- Born: 5 August 1940 Paraguay
- Died: 2 February 2024 (aged 83)
- Occupation: Businessman
- Known for: President of Olimpia Asunción
- Spouse: Peggy Wilson-Smith
- Children: 6, including Alejandro Domínguez

= Osvaldo Domínguez Dibb =

Paraguayan politician, businessman (1940–2024)

Osvaldo Domínguez Dibb (5 August 1940 – 2 February 2024) was a Paraguayan politician, businessman and the president of Olimpia Asunción.

==Career==
Domínguez Dibb is mostly known for being the most successful president in the history of Paraguayan association football club Olimpia. He served as president for the terms of 1974 to 1990 and from 1995 to 2004. Under his presidency, Olimpia won a large number of national championships, but most importantly the club won most of its international titles such as three Copa Libertadores, the Intercontinental Cup, the Copa Interamericana and the Recopa Sudamericana. All the mentioned titles catapulted Olimpia as one of the most respected football clubs in South America.

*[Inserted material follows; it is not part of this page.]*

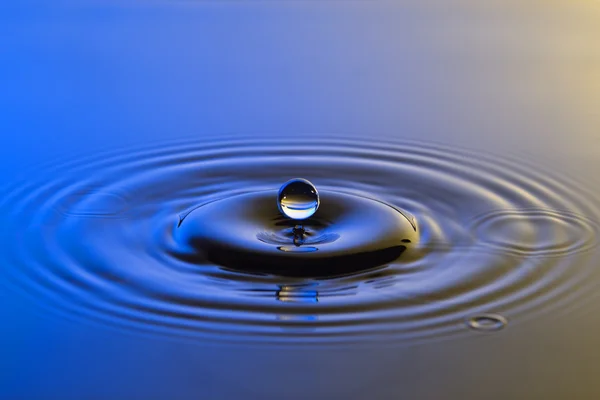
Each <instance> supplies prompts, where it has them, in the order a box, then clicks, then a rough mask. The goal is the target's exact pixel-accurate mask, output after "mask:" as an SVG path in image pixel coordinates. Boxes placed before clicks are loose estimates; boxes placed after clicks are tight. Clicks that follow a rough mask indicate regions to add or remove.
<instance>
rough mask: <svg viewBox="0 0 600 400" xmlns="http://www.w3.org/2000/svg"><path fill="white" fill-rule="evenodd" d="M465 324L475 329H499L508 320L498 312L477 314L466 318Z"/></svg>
mask: <svg viewBox="0 0 600 400" xmlns="http://www.w3.org/2000/svg"><path fill="white" fill-rule="evenodd" d="M467 325H469V327H470V328H472V329H475V330H477V331H499V330H500V329H503V328H504V327H505V326H506V325H508V320H507V319H506V318H504V317H503V316H502V315H499V314H479V315H475V316H473V317H471V318H469V319H467Z"/></svg>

Domínguez Dibb also owned several companies in Paraguay including a newspaper company (Diario La Nación), a radio station (Radio 970 AM), a hotel (Crowne Plaza), a restaurant (Lo de Osvaldo), a real estate firm (karmar), two tobacco factories (tabacalera boqueron) and (tabacalera montecarlo) one of them having a worth of more than 90 million dollars, the only metal bottle cap factory in the country, owner of a luxurious private neighborhood in San Bernardino (Sunset Hills), and more.

Domínguez Dibb was one of the biggest shareholders in many businesses like Cervepar, De la Sobera Group and Coca-Cola in Paraguay. He was also known for having a lot of very valuable ranches and being one of the biggest cattle sellers in the country. Domínguez had several properties around the country and also around Brazil.

In 2002, he lost in the primary elections of the Colorado Party which would have put him as the party representative for the national presidential elections, had he won.

== Criticism ==
Once linked to former dictator Alfredo Stroessner through his brother Humberto Domínguez Dibb (Stroessner's son-in-law), Osvaldo Domínguez Dibb insisted that the Paraguayan general was indeed a great president. Osvaldo Domínguez Dibb was accused by Brazilian authorities of being a major smuggler of cigarettes into Brazil.

==Personal life==
Osvaldo Domínguez Dibb was born on 5 August 1940. He made most of his money in times of former dictator Alfredo Stroessner.

Domínguez Dibb was married to Peggy Wilson-Smith. Their son is Alejandro Domínguez, president of CONMEBOL, a vice-president of FIFA and a member of the FIFA Executive Committee.

Osvaldo Domínguez Dibb died on 2 February 2024, at the age of 83.